After a volatile start to the week, May K.C. wheat closed down 6 cents Wednesday at $4.36 3/4, still a part of the downtrend that started in early February. Wednesday’s weather map showed plenty of rain across the southwestern U.S. Plains, followed by high winds and warmer, spring-like temperatures. The rain will also spread eastward to SRW wheat areas on Thursday. Early crop ratings in Kansas are favorable with only 9% of the crop rated either poor or very poor, but it is still very early in the new season. The main bearish pressure on wheat prices continues to be the lack of U.S. exports and, even though prices are cheap, the export pace is unlikely to make much dent in ending supplies. With U.S. wheat supplies plentiful and the uncertainty of a new growing season ahead, the trends in cash HRW and SRW wheat remain down, while the trend in cash HRS wheat is sideways. DTN’s National HRW Index closed at $4.24 Tuesday, 19 cents under the May contract and up from its lowest prices in a year. DTN’s National SRW Index closed at $4.28, up from its lowest prices in 11 months. Trading in March grain contracts expires on Thursday, March 14.
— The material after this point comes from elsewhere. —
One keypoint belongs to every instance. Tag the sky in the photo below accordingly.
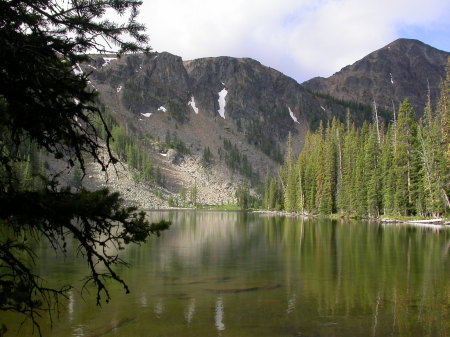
(300, 38)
May corn closed up 3/4 cent at $3.66 1/2 Thursday, finding slight support after falling to a new contract low Monday and possibly also helped by unconfirmed talk of Chinese buying interest in U.S. corn. Crop conditions in South America remain bearish for prices with mostly beneficial rain in this week’s forecasts for both, Brazil and Argentina. Here in the U.S., corn planting in 2019 remains a concern with wet conditions in most crop areas. Wednesday’s weather map shows rain in the western Plains and a winter storm brewing, expected to turn into a blizzard in the northwestern Plains later Wednesday and into Thursday. Drier conditions are expected in the 6- to 10-day period, what many fields need before planting. Fundamentally, cash corn should still have a chance to trade higher before June, but concerns about export competition from South America have created some doubt. Earlier Wednesday, the U.S. Energy Department said ethanol inventory dropped from 24.3 million to 23.7 million barrels last week, while production was slightly lower. For now, the trend in cash corn is currently down early in 2019. There were 594 contracts of March corn still open early Wednesday, one day before contracts expire. DTN’s National Corn Index closed at $3.36 Tuesday, 29 cents below the May contract and up from its lowest price in over three months. In outside markets, the March U.S. dollar index is trading lower for a fourth consecutive day and most commodities were higher after the Labor Department said U.S. producer prices were up 2.3% in February from a year ago, a lower increase than prices have been showing lately.